同时,还需要对数据进行必要的变换,比如说需要将图片统一为一致的大小,以便后续能够输入网络训练;需要将数据格式转为 Tensor 类,等等。
这些变换可以很方便地借助 torchvision 包来完成,这是 PyTorch 官方用于图像处理的工具库,上面提到的使用内置数据集的方式也要用到。
# 首先设置数据变换
from torchvision import transforms
img_size = 28
data_transform = transforms.Compose([
transforms.ToPILImage(), #如果使用torchvision内置数据集则不需要这一步骤
transforms.Resize(img_size),
transforms.ToTensor()
])
# 读取方式一:使用torchvision 自带数据集,下载可能需要一段时间
from torchvision import datasets
train_data = datasets.FashionMNIST(root='./', train=True, download=True, transform=data_transform)
test_data = datasets.FashionMNIST(root='./', train=False, download=True, transform=data_transform)
print('Data is downloaded.')
## 读取方式二:读入csv格式的数据,自行构建Dataset类
# csv数据下载链接:https://www.kaggle.com/zalando-research/fashionmnist
class FMDataset(Dataset):
def __init__(self, df, transform=None):
self.df = df
self.transform = transform
self.images = df.iloc[:,1:].values.astype(np.uint8)
self.labels = df.iloc[:, 0].values
def __len__(self):
return len(self.images)
def __getitem__(self, idx):
image = self.images[idx].reshape(28,28,1)
label = int(self.labels[idx])
if self.transform is not None:
image = self.transform(image)
else:
image = torch.tensor(image/255., dtype=torch.float)
label = torch.tensor(label, dtype=torch.long)
return image, label
train_df = pd.read_csv("./FashionMNIST/fashion-mnist_train.csv")
test_df = pd.read_csv("./FashionMNIST/fashion-mnist_test.csv")
train_data = FMDataset(train_df, data_transform)
test_data = FMDataset(test_df, data_transform)
在构建训练和测试数据集完成后,需要定义 DataLoader 类,以便在训练和测试时加载数据.
参数说明:
train_loader = DataLoader(train_data, batch_size=batch_size, shuffle=False, num_workers=num_workers, drop_last=True)
test_loader = DataLoader(test_data, batch_size=batch_size, shuffle=False, num_workers=num_workers)
定义好 DataLoader 类后,我们可以对数据进行可视化,验证我们读入的数据是否正确。

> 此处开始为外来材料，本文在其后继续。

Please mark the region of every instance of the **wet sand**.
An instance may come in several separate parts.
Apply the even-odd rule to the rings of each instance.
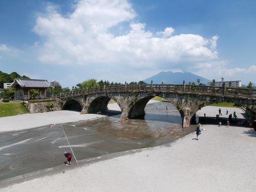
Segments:
[[[256,134],[252,127],[227,127],[227,115],[218,126],[212,119],[218,109],[207,106],[198,112],[206,114],[198,141],[193,133],[164,145],[40,170],[3,181],[0,191],[254,191]],[[242,112],[236,110],[242,119]]]

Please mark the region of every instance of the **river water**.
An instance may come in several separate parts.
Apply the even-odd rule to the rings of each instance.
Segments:
[[[62,126],[78,161],[165,144],[195,131],[195,126],[181,127],[180,115],[169,102],[150,101],[145,111],[144,119],[118,122],[118,114]],[[0,181],[65,166],[65,151],[71,152],[60,125],[2,133]]]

PyTorch 中的 DataLoader 的读取可以使用 next 和 iter 来完成。
import matplotlib.pyplot as plt
images, labels = next(iter(train_loader))
print(images.shape, labels.shape)
plt.imshow(images[0][0])
torch.Size([256, 1, 28, 28]) torch.Size([256])

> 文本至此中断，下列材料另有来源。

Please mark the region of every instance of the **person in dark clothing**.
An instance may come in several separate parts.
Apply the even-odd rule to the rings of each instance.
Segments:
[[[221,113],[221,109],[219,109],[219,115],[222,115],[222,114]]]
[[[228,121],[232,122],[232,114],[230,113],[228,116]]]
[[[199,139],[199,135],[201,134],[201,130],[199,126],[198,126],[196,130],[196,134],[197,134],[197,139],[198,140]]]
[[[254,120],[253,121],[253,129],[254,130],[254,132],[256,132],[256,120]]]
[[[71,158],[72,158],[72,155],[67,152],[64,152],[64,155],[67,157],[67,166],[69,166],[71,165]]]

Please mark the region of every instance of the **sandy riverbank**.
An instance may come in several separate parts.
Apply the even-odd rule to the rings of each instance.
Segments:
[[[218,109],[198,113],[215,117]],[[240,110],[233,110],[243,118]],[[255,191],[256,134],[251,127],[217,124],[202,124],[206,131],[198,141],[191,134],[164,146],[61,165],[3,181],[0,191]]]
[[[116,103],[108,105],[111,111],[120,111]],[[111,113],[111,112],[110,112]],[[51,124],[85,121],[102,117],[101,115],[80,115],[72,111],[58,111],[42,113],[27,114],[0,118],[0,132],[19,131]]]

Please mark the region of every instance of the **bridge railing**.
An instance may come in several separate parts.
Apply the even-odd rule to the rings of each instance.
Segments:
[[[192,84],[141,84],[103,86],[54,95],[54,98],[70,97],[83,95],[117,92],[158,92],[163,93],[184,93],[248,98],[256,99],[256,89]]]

set(train_df['label']) #查看标签个数,作为output_dim
{0, 1, 2, 3, 4, 5, 6, 7, 8, 9}
这个任务比较简单,手动搭建一个 CNN,然后放到 GPU 上去训练。
class NET(nn.Module):
def __init__(self):
super(NET, self).__init__()
self.conv = nn.Sequential(
nn.Conv2d(1, 32, 5), #Conv2d(in_channels, out_channels, kernel_size, stride=1, padding=0)
nn.ReLU(), #激活函数
nn.MaxPool2d(2, stride=2), #最大池化层
nn.Dropout(0.3), #按一定概率舍弃一些神经元,防止过拟合
nn.Conv2d(32, 64, 5),
nn.ReLU(),
nn.MaxPool2d(2, stride=2),
nn.Dropout(0.3)
)
self.fc = nn.Sequential( #全连接层
nn.Linear(64*4*4, 512),
nn.ReLU(),
nn.Linear(512, 10)
)
def forward(self, x):
x = self.conv(x)
x = x.view(-1, 64*4*4)
x = self.fc(x)
return x
model = NET()
model = model.cuda()
# model = nn.DataParallel(model).cuda() # 多卡训练时的写法
由于是分类问题(label 有 10 个,0 到 9),故这里采用采用交叉熵损失函数(CrossEntropy)。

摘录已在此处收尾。